5-formylcytosine (5fC) is one the oxidized derivatives of 5-methylcytosine (5mC) demethylation. 5mC is oxidized to 5-hydroxymethylcytosine (5hmC) which is then oxidized to 5fC (Ito et al., 2011). Each of these oxidation steps are catalyzed by the Ten-eleven translocation (TET) trio of enzymes. 5fC can then be further oxidized to 5-carboxylcytosine (5caC) by TET. Both 5fC and 5caC can be converted to unmodified cytosine by Terminal deoxynucleotidyl transferase (TdT) by base excision repair.
TET enzymes facilitate active DNA demethylation. Passive DNA demethylation occurs by methyltransferases failing to maintain methylation on newly synthesized DNA. Active DNA methylation occurs by the removal of the methyl group from 5mC (Kohli and Zhang, 2013). The intermediate derivatives of this process have come under intense investigation since their discovery in mammalian cells. They may simply be intermediates in the DNA demethylation process, or could serve functional roles and each act as their own epigenetic mark.
Recently, technologies have been developed to examine each derivative on its own. One application of these technologies has been to map the progress of active DNA demethylation. Each derivate appears to have different distributions. 5fC in mouse embryonic stem cells is enriched at poised enhancers and other regulatory elements (Song et al., 2013). An increase in 5fC also co-occurs with p300-based activation of enhancer chromatin (Song et al., 2013). This may indicate that the committed demethylation that 5fC indicates is permissive to transcriptional activators acting at enhancers; however this work is still correlation-based and more research is needed to elucidate the mechanisms involved.
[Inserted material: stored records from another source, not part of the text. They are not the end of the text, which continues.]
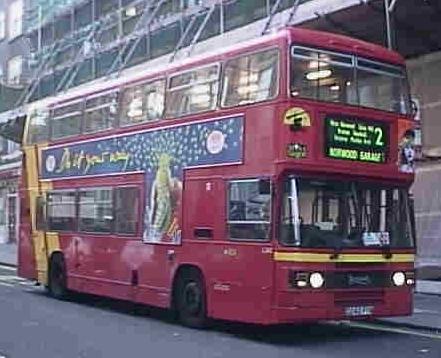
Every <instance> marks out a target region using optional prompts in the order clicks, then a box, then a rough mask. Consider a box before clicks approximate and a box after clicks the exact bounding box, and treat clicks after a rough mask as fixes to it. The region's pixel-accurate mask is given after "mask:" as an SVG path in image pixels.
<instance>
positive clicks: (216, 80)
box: [166, 64, 219, 117]
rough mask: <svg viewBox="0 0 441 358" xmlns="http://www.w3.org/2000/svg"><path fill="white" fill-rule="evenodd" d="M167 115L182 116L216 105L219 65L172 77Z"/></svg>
mask: <svg viewBox="0 0 441 358" xmlns="http://www.w3.org/2000/svg"><path fill="white" fill-rule="evenodd" d="M167 91H168V94H167V99H166V116H167V117H180V116H185V115H187V114H191V113H198V112H203V111H207V110H210V109H214V108H215V107H216V100H217V94H218V91H219V65H218V64H215V65H211V66H206V67H202V68H199V69H196V70H194V71H187V72H184V73H180V74H178V75H174V76H172V77H170V79H169V84H168V90H167Z"/></svg>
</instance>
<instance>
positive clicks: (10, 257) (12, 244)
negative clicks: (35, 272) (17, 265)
mask: <svg viewBox="0 0 441 358" xmlns="http://www.w3.org/2000/svg"><path fill="white" fill-rule="evenodd" d="M0 264H2V265H7V266H17V244H0Z"/></svg>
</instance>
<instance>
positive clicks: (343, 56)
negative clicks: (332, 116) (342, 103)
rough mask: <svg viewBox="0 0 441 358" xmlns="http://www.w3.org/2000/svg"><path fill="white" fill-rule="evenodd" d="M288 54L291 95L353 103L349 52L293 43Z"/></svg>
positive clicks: (355, 87) (345, 102) (321, 99)
mask: <svg viewBox="0 0 441 358" xmlns="http://www.w3.org/2000/svg"><path fill="white" fill-rule="evenodd" d="M292 54H293V61H292V69H291V71H292V73H293V79H292V84H291V94H292V96H293V97H304V98H313V99H320V100H323V101H328V102H343V103H351V104H357V91H356V84H355V68H354V59H353V57H352V56H350V55H343V54H336V53H332V52H318V51H316V50H312V49H307V48H303V47H293V50H292Z"/></svg>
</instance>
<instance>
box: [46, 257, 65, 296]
mask: <svg viewBox="0 0 441 358" xmlns="http://www.w3.org/2000/svg"><path fill="white" fill-rule="evenodd" d="M48 291H49V294H50V295H51V296H52V297H54V298H56V299H59V300H63V299H66V298H67V296H68V289H67V275H66V265H65V263H64V258H63V256H62V255H53V256H52V257H51V260H50V262H49V274H48Z"/></svg>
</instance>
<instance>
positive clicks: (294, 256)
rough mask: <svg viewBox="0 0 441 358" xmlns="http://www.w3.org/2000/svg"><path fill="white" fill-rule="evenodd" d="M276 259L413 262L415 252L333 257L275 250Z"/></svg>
mask: <svg viewBox="0 0 441 358" xmlns="http://www.w3.org/2000/svg"><path fill="white" fill-rule="evenodd" d="M274 260H276V261H285V262H286V261H288V262H360V263H363V262H413V261H415V255H414V254H391V257H390V258H387V257H385V255H383V254H339V255H338V257H337V258H335V259H334V258H331V254H329V253H328V254H319V253H311V252H277V251H276V252H274Z"/></svg>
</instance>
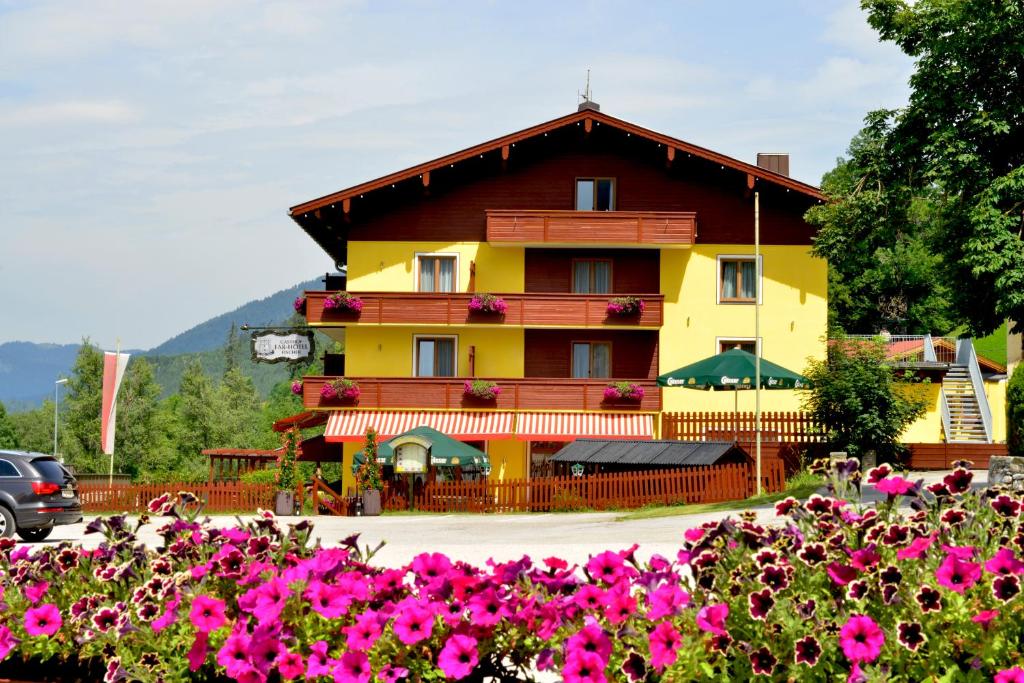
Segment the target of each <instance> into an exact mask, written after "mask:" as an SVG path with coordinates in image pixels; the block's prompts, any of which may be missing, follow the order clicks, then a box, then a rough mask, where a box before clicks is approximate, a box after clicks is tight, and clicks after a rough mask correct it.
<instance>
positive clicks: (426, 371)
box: [415, 337, 458, 377]
mask: <svg viewBox="0 0 1024 683" xmlns="http://www.w3.org/2000/svg"><path fill="white" fill-rule="evenodd" d="M415 339H416V358H415V364H416V376H417V377H455V376H456V374H457V370H458V368H457V367H456V366H457V364H456V338H455V337H416V338H415Z"/></svg>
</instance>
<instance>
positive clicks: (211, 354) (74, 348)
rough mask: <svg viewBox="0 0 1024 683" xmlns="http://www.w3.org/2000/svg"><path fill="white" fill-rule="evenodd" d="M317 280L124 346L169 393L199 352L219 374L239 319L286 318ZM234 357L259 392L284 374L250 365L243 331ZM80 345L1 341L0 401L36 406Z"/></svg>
mask: <svg viewBox="0 0 1024 683" xmlns="http://www.w3.org/2000/svg"><path fill="white" fill-rule="evenodd" d="M323 287H324V285H323V282H322V281H321V280H309V281H306V282H304V283H299V284H298V285H295V286H294V287H290V288H288V289H286V290H282V291H280V292H275V293H274V294H271V295H270V296H268V297H264V298H262V299H258V300H255V301H250V302H248V303H246V304H243V305H242V306H239V307H238V308H236V309H234V310H231V311H228V312H226V313H221V314H220V315H216V316H214V317H211V318H210V319H208V321H206V322H205V323H200V324H199V325H197V326H196V327H194V328H190V329H189V330H186V331H185V332H182V333H181V334H179V335H176V336H174V337H172V338H170V339H168V340H167V341H165V342H164V343H162V344H160V345H159V346H155V347H153V348H152V349H150V350H148V351H141V350H129V351H128V352H130V353H132V354H133V355H135V356H138V355H144V356H146V358H147V359H148V360H150V361H151V362H152V364H153V365H154V371H155V375H156V379H157V382H158V383H159V384H160V385H161V387H163V390H164V395H167V394H170V393H174V392H176V391H177V389H178V385H179V383H180V381H181V371H182V370H183V369H184V367H185V365H186V364H187V362H188V360H189V359H190V358H191V357H193V356H195V355H199V357H200V361H201V362H202V364H203V368H204V369H206V371H207V373H209V374H210V376H211V377H214V378H219V377H220V376H221V375H222V374H223V370H224V362H225V358H224V352H223V346H224V343H225V342H226V340H227V334H228V331H229V330H230V329H231V325H232V324H233V325H234V326H236V328H239V327H241V326H242V325H243V324H246V323H247V324H249V325H251V326H274V325H281V324H283V323H286V322H287V321H288V319H289V318H290V317H291V316H292V313H293V308H292V302H293V301H294V300H295V297H297V296H298V295H299V294H301V293H302V291H303V290H316V289H323ZM239 334H240V340H239V347H238V350H237V353H236V361H237V362H238V364H239V366H240V367H241V368H242V369H243V370H244V371H245V372H246V373H247V374H248V375H250V376H251V377H252V378H253V382H254V383H255V384H256V387H257V389H259V391H260V393H261V394H263V395H266V393H267V392H268V391H269V390H270V388H271V387H272V386H273V385H274V384H275V383H278V382H280V381H282V380H284V379H287V378H288V376H289V371H288V367H287V365H286V364H276V365H266V364H254V362H252V360H251V359H250V357H249V342H248V335H247V334H246V333H244V332H240V333H239ZM331 344H332V342H331V341H330V340H329V339H328V338H327V337H325V336H324V335H321V334H318V333H317V336H316V348H317V351H318V352H319V351H321V350H323V349H325V348H331ZM78 349H79V344H36V343H32V342H4V343H0V401H3V403H4V405H5V407H6V408H7V409H8V410H9V411H10V412H12V413H13V412H19V411H26V410H32V409H34V408H37V407H38V405H39V404H40V403H42V401H43V400H44V399H45V398H47V397H52V396H53V382H54V380H56V379H57V378H58V377H62V376H65V377H66V376H68V375H69V374H70V373H71V370H72V368H73V367H74V365H75V356H76V355H77V354H78Z"/></svg>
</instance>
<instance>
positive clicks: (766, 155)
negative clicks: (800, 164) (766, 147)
mask: <svg viewBox="0 0 1024 683" xmlns="http://www.w3.org/2000/svg"><path fill="white" fill-rule="evenodd" d="M758 166H760V167H761V168H763V169H765V170H767V171H771V172H772V173H778V174H779V175H784V176H786V177H790V155H787V154H784V153H781V152H759V153H758Z"/></svg>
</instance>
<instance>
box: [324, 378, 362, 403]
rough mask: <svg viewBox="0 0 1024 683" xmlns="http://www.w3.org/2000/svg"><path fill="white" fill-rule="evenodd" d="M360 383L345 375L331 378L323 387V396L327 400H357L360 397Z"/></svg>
mask: <svg viewBox="0 0 1024 683" xmlns="http://www.w3.org/2000/svg"><path fill="white" fill-rule="evenodd" d="M359 393H360V392H359V385H358V383H356V382H354V381H353V380H346V379H345V378H344V377H342V378H339V379H336V380H331V381H330V382H327V383H325V384H324V386H323V387H321V398H323V399H325V400H334V399H336V398H340V399H342V400H355V399H356V398H358V397H359Z"/></svg>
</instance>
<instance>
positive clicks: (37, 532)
mask: <svg viewBox="0 0 1024 683" xmlns="http://www.w3.org/2000/svg"><path fill="white" fill-rule="evenodd" d="M52 530H53V527H52V526H39V527H37V528H19V529H17V535H18V536H19V537H22V540H23V541H29V542H32V543H36V542H38V541H45V540H46V537H48V536H49V535H50V531H52Z"/></svg>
It may be that 5fC binds its own reader proteins. This would allow 5fC to act as its own de facto epigenetic modification. Research is currently underway to address these possibilities. Work has been done on the effect of the 5fC mark itself on transcription. It appears that 5fC and 5caC affect the rate and specificity of RNA polymerase II (RNAPII). Specifically, both 5fC and 5caC cause increased RNAPII backtracking, increased pausing, and reduced fidelity in nucleotide incorporation (Kellinger et al., 2012).
5fC Additional Reading
This paper describes a purification and sequencing-based method to find regions associated with 5fC modification. The authors also examine the distribution of 5fC in embryonic stem cells in and find enrichment regions associated with epigenetic reprograming and transcriptional activation.
Veron, N., and Peters, A.H. (2011). Epigenetics: Tet proteins in the limelight. Nature 473, 293-294.
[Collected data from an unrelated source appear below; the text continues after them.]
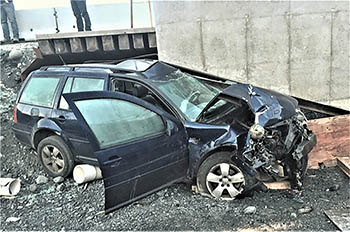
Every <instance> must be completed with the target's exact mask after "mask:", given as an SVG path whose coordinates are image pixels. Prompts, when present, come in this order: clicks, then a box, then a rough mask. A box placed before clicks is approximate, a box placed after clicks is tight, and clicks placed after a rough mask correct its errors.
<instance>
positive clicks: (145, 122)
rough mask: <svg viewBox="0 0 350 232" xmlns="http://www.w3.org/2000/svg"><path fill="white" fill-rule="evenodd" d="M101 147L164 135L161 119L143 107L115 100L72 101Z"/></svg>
mask: <svg viewBox="0 0 350 232" xmlns="http://www.w3.org/2000/svg"><path fill="white" fill-rule="evenodd" d="M75 104H76V106H77V107H78V109H79V111H80V112H81V114H82V115H83V117H84V119H85V121H86V122H87V124H88V125H89V127H90V128H91V130H92V132H93V133H94V134H95V136H96V138H97V140H98V143H99V145H100V147H101V148H106V147H110V146H113V145H117V144H122V143H126V142H130V141H133V140H137V139H140V138H145V137H150V136H153V135H157V134H160V133H164V131H165V126H164V122H163V120H162V118H161V117H160V116H159V115H157V114H156V113H154V112H152V111H150V110H148V109H145V108H144V107H142V106H139V105H136V104H134V103H130V102H127V101H124V100H118V99H93V100H81V101H76V102H75Z"/></svg>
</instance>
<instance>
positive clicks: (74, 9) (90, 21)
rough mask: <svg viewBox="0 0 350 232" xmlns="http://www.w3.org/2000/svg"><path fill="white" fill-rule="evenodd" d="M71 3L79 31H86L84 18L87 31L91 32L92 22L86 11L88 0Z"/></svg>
mask: <svg viewBox="0 0 350 232" xmlns="http://www.w3.org/2000/svg"><path fill="white" fill-rule="evenodd" d="M70 3H71V6H72V10H73V14H74V16H75V18H76V19H77V27H78V31H83V30H84V25H83V18H84V21H85V31H91V21H90V17H89V14H88V12H87V9H86V0H71V1H70Z"/></svg>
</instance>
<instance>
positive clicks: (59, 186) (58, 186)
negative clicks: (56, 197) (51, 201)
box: [56, 183, 65, 191]
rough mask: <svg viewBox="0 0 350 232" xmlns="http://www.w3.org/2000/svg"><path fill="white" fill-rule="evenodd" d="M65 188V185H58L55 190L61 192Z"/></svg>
mask: <svg viewBox="0 0 350 232" xmlns="http://www.w3.org/2000/svg"><path fill="white" fill-rule="evenodd" d="M64 188H65V185H64V184H63V183H62V184H59V185H58V186H57V188H56V190H57V191H63V190H64Z"/></svg>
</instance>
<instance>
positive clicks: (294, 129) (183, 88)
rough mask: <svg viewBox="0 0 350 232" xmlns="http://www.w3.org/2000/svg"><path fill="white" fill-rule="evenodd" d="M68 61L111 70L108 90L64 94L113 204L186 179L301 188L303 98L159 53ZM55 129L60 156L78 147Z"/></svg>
mask: <svg viewBox="0 0 350 232" xmlns="http://www.w3.org/2000/svg"><path fill="white" fill-rule="evenodd" d="M62 67H66V66H62ZM67 67H69V70H68V71H67V72H68V74H65V77H66V78H68V77H69V76H71V75H73V73H75V72H78V71H79V72H90V74H91V72H97V71H98V70H108V72H106V76H107V77H106V78H105V81H106V82H105V84H104V85H102V86H104V87H103V88H102V89H101V91H95V90H94V89H92V90H89V91H76V92H74V91H66V92H64V91H63V89H65V87H64V85H65V84H64V83H63V84H62V86H60V88H59V89H58V90H57V91H56V92H55V94H58V96H57V97H56V98H55V99H59V100H60V101H62V102H63V101H64V102H65V104H66V105H67V107H66V108H67V112H70V113H71V114H73V115H74V118H72V120H68V121H66V122H65V123H71V124H72V125H73V123H75V124H74V125H75V126H74V128H76V129H77V128H78V127H77V126H76V125H79V130H80V131H81V132H84V136H85V138H86V140H87V141H88V143H86V146H89V147H90V148H91V151H92V152H91V154H92V155H91V157H94V158H96V159H97V161H98V165H99V167H100V168H101V170H102V173H103V178H104V185H105V208H106V212H110V211H112V210H114V209H117V208H119V207H122V206H124V205H126V204H129V203H131V202H133V201H135V200H137V199H140V198H142V197H144V196H146V195H148V194H151V193H153V192H155V191H158V190H160V189H161V188H164V187H166V186H169V185H171V184H172V183H175V182H182V181H190V182H192V183H195V184H196V185H197V188H198V189H199V191H200V192H201V193H204V194H207V195H210V196H212V197H214V198H218V199H226V200H232V199H235V198H236V197H237V196H239V195H241V194H243V193H244V192H246V191H249V190H250V189H252V188H254V186H255V185H256V183H257V182H259V181H276V180H290V181H291V184H292V187H294V188H300V187H301V186H302V181H303V177H304V175H305V172H306V168H307V162H308V153H309V152H310V151H311V150H312V148H313V147H314V146H315V144H316V136H315V135H314V133H313V132H312V131H310V130H309V129H308V127H307V122H306V121H307V120H306V118H305V116H304V115H303V113H302V112H301V111H300V109H299V108H298V102H297V100H295V99H294V98H292V97H289V96H285V95H282V94H279V93H277V92H274V91H271V90H267V89H262V88H258V87H254V86H252V85H248V84H240V83H235V82H231V81H227V80H224V79H221V78H218V77H215V76H210V75H208V74H203V73H200V72H195V71H193V70H186V69H183V68H181V67H176V66H173V65H170V64H167V63H164V62H161V61H155V60H137V59H132V60H126V61H123V62H121V63H118V64H115V65H106V64H87V65H72V66H67ZM61 71H62V70H61ZM57 72H59V71H57ZM74 75H77V73H75V74H74ZM65 81H67V80H66V79H65ZM106 90H107V91H106ZM20 99H21V97H20V96H19V98H18V100H17V112H16V114H18V108H19V107H18V105H19V104H21V100H20ZM59 105H60V103H56V104H54V106H53V107H58V106H59ZM18 116H19V115H17V119H16V120H18ZM50 118H51V119H50ZM44 119H46V120H48V119H50V120H52V122H53V123H56V122H57V120H56V119H52V114H51V115H50V116H47V117H46V118H44ZM44 119H41V120H44ZM55 126H56V127H59V124H57V123H56V125H55ZM67 129H69V128H67V127H66V128H65V130H67ZM71 133H72V132H71ZM54 136H55V137H60V136H63V138H62V139H61V141H60V143H62V142H64V143H65V144H64V146H63V145H61V144H59V145H60V146H58V145H57V143H55V144H53V145H52V146H54V147H55V148H56V149H57V150H58V151H56V154H58V153H60V154H61V153H62V154H64V153H65V152H70V153H72V154H75V153H76V150H77V148H76V147H74V146H73V145H72V144H71V142H69V141H71V140H70V139H69V138H64V136H67V133H65V132H64V130H61V133H55V134H54ZM56 142H57V141H56ZM55 145H56V146H55ZM39 147H40V145H39ZM41 147H42V146H41ZM60 148H61V150H60ZM63 148H64V149H63ZM66 150H69V151H66ZM43 152H44V153H45V151H44V150H39V151H38V154H39V156H40V154H41V153H43ZM47 153H50V154H52V153H55V152H54V151H53V150H52V151H46V155H47ZM44 156H45V155H44ZM74 157H75V156H74ZM56 158H57V157H56ZM54 159H55V157H53V158H52V160H54ZM72 159H73V160H75V158H72ZM62 160H63V162H66V160H65V159H62ZM70 165H71V164H70Z"/></svg>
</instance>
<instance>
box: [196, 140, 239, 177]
mask: <svg viewBox="0 0 350 232" xmlns="http://www.w3.org/2000/svg"><path fill="white" fill-rule="evenodd" d="M236 150H237V145H235V144H226V145H221V146H219V147H214V148H212V149H210V150H209V151H206V152H205V153H204V154H202V155H201V157H200V159H199V161H198V162H197V163H196V164H195V168H194V170H193V175H192V179H193V180H195V179H196V177H197V173H198V170H199V167H200V166H201V164H202V163H203V162H204V160H206V159H207V158H208V157H210V156H212V155H214V154H215V153H218V152H229V153H232V152H234V151H236Z"/></svg>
This review goes over some of the basics of the TET protein family and their oxidation of 5mC to each derivative. It also discusses each derivative in some detail including their genomic distribution and potential roles.
Reference List
- Ito, S., Shen, L., Dai, Q., Wu, S.C., Collins, L.B., Swenberg, J.A., He, C., and Zhang, Y. (2011). Tet proteins can convert 5-methylcytosine to 5-formylcytosine and 5-carboxylcytosine. Science 333, 1300-1303.
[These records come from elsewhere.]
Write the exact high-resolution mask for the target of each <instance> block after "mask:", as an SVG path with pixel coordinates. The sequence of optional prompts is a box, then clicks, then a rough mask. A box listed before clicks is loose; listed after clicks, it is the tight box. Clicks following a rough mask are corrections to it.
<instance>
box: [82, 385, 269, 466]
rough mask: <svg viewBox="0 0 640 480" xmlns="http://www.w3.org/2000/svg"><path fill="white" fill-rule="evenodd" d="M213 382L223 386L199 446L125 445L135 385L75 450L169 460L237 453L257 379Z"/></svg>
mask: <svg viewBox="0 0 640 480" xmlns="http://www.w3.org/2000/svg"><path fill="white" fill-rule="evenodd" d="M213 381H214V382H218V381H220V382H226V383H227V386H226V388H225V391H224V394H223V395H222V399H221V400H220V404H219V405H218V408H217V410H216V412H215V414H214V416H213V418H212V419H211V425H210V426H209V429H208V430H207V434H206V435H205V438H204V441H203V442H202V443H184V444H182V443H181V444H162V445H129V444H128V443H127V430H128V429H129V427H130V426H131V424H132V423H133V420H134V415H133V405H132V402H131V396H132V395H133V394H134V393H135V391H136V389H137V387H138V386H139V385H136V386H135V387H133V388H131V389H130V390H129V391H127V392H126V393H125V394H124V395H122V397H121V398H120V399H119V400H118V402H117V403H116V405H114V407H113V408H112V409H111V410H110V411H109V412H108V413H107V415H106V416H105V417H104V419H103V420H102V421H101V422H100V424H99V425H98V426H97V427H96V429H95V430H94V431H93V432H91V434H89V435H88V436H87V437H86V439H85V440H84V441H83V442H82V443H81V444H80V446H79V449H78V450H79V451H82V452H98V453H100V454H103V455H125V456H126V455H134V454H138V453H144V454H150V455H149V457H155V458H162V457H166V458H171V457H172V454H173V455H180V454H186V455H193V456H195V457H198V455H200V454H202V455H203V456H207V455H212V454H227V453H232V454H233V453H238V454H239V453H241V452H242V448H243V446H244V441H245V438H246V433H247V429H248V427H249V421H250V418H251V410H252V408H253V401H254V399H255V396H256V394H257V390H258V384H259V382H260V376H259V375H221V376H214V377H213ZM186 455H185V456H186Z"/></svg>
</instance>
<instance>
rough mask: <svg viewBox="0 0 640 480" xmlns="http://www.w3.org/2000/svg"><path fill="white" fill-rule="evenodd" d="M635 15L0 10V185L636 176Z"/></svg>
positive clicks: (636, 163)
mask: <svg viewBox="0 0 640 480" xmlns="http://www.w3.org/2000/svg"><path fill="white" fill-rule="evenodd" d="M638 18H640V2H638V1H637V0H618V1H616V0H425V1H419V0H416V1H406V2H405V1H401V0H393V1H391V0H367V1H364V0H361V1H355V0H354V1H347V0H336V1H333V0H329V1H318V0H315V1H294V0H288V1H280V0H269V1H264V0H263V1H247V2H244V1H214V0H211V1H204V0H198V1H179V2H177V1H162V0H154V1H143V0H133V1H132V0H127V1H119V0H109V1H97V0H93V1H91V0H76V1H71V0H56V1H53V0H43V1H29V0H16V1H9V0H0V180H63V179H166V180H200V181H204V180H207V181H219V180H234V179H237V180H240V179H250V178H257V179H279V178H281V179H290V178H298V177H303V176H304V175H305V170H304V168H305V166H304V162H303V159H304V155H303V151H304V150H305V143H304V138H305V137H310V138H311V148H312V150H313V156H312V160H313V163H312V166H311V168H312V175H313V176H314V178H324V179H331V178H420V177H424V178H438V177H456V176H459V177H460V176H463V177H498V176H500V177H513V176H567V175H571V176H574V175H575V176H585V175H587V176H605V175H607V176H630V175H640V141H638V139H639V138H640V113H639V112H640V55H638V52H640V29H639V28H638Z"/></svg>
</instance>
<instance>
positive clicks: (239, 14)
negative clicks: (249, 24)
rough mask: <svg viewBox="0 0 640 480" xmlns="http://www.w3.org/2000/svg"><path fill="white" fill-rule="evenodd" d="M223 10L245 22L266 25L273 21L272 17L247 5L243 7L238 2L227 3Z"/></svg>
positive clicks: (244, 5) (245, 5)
- Kellinger, M.W., Song, C.X., Chong, J., Lu, X.Y., He, C., and Wang, D. (2012). 5-formylcytosine and 5-carboxylcytosine reduce the rate and substrate specificity of RNA polymerase II transcription. Nat. Struct. Mol. Biol. 19, 831-833.
- Kohli, R.M., and Zhang, Y. (2013). TET enzymes, TDG and the dynamics of DNA demethylation. Nature 502, 472-479.
- Song, C.X., Szulwach, K.E., Dai, Q., Fu, Y., Mao, S.Q., Lin, L., Street, C., Li, Y., Poidevin, M., Wu, H., et al. (2013). Genome-wide profiling of 5-formylcytosine reveals its roles in epigenetic priming. Cell 153, 678-691.